Wie ich es in einem Podcast mit Dan Krammer auf der Webseite von Quintessence Publishing ausgedrückt habe, sind dies in meinen Augen ganz klar die Keramiken, insbesondere die Schicht-, aber auch bestimmte Presskeramiken. Mit ihnen lassen sich manigfaltige Farb- und Lichteffekte nachahmen und darstellen und die Illusion von Lebendigkeit erzeugen (Abb. 6 und 7). Unser Beruf baut aber auf mehr auf als Keramik. Nicht jedem Patienten sind „nur“ Kronen vergönnt. Daher müssen wir alle Materialien und Techniken beherrschen (Abb. 8). Zum Beispiel sind auch mit Kunststoffen sehr tolle Ergebnisse möglich.
Wie gehen Sie bei der Umstellung von analogen zu digitalen Prozessen vor und wie weit sind Sie in diesem Bereich?

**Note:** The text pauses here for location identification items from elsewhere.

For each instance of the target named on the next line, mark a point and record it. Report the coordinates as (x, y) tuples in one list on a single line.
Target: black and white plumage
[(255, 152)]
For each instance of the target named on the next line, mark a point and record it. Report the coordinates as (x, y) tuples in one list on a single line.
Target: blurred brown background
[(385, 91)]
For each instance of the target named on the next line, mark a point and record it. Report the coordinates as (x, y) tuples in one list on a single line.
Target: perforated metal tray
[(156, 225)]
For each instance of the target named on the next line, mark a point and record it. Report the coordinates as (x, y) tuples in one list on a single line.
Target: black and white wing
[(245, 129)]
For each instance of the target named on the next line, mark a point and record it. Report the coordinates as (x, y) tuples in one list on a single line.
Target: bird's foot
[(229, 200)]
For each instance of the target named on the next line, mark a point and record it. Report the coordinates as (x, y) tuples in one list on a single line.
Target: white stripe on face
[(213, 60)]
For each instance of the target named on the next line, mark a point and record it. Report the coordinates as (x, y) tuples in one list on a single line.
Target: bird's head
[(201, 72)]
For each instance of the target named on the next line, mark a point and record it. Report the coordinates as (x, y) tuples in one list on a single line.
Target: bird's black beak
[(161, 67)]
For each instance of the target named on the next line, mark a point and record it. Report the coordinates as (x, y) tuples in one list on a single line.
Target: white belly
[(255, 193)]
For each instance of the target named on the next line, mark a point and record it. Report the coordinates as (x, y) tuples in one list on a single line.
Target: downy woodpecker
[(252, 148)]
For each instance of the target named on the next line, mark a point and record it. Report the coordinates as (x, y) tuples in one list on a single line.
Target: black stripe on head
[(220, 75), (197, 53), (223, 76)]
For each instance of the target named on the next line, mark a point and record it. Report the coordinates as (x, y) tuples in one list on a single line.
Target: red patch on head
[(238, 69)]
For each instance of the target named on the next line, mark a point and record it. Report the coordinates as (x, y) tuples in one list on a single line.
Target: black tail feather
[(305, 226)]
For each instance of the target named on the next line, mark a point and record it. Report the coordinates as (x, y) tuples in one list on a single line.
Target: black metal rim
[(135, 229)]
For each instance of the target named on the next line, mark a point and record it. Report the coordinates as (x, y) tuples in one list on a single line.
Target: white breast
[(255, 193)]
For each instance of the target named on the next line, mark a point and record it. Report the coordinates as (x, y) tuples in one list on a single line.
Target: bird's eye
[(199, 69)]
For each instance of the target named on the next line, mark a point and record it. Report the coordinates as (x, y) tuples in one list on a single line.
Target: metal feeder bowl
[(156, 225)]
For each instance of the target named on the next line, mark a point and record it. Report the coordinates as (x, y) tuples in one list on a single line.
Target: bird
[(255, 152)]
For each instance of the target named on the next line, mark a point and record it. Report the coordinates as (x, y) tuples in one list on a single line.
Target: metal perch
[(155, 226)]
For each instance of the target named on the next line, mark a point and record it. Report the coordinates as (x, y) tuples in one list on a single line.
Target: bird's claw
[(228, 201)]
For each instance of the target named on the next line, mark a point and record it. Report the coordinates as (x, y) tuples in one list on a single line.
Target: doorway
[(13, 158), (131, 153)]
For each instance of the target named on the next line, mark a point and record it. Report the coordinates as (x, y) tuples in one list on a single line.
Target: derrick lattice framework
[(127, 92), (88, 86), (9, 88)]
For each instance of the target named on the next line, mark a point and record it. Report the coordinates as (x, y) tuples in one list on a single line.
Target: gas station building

Wir stellen die Zähne immer noch analog im Artikulator auf. Dadurch entsteht für den Zahntechniker ein Bezug zum prothetischen Raum, den es zu füllen gilt und in dem er sich bewegen kann. Dieser Raum ist maßgeblich dafür, was schlussendlich auch realisierbar ist. Ebenso ergänzen wir über analoge Wax-ups verlorengegangene Strukturen oder optimieren Zahnformen. Nach erfolgreicher Anprobe der aus den Set-ups oder Wax- ups generierten Mock-ups können die gewonnenen Daten digitalisiert und mittels der jeweils erforderlichen Technologie oder dem adäquaten Material – auch gerne CAD/CAM-gestützt – umgesetzt werden. Allerdings immer prothetisch orientiert und nach Vorgabe unserer analogen Vorarbeit und Analyse. Das nennt man dann Backward-Planning. Das mag zwar oldschool klingen, ist aber hipper den je.
Was bieten Sie an, um sich von Mitbewerbern abzuheben?
Ich denke, unser prägnantestes Merkmal ist unsere starke Präsenz. Sei es die Wirkung des Werkstücks oder die Ausstrahlung unseres Labors. Last but not least ist es die persönliche Betreung. Unabhängig davon, ob es sich um die prothetische Beratung, prothetische Planung und „für den Kunden da sein“ handelt. Das sind die Faktoren, die uns auszeichnen und in denen unsere Stärken liegen. Der Patient und der behandelnde Arzt sollen wissen, was gemacht wird und von wem es gemacht wird. Dafür braucht es ein Gesicht, sprich den Zahntechniker. Hinzu kommen unser Fleiß und das stete Bestreben, bei jedem Fall den Zähler auf Null zu stellen und sich mit vollem Einsatz für die beste Lösung einzubringen (Abb. 9). Wir bilden uns regelmäßig fort und auch ich gebe mein Wissen gerne in Fortbildungen weiter. Das ist für mich selbst auch oft sehr lehr- eich, das heißt, man bekommt selbst sehr viel zurück.
Sie haben einen Wunsch an die Industrie frei …
Nehmt uns nicht unsere Arbeit weg! Die Industrie soll ihren Job machen und wir machen unseren, mit den Produkten aus der Industrie. Diese Formel kann doch nicht so schwer zu verstehen sein!? Des Weiteren würde ich mir wünschen, dass sich die Industrie mit uns, also ihren Kunden, verbündet, ihre Ohren offen hält für das, was wir wirklich benötigen. Dies sorgt für eine Win-Win-Win-Situation, da dann Produkte entwickelt werden, die sinnvoll und für alle Betetiligten hilfreich sind.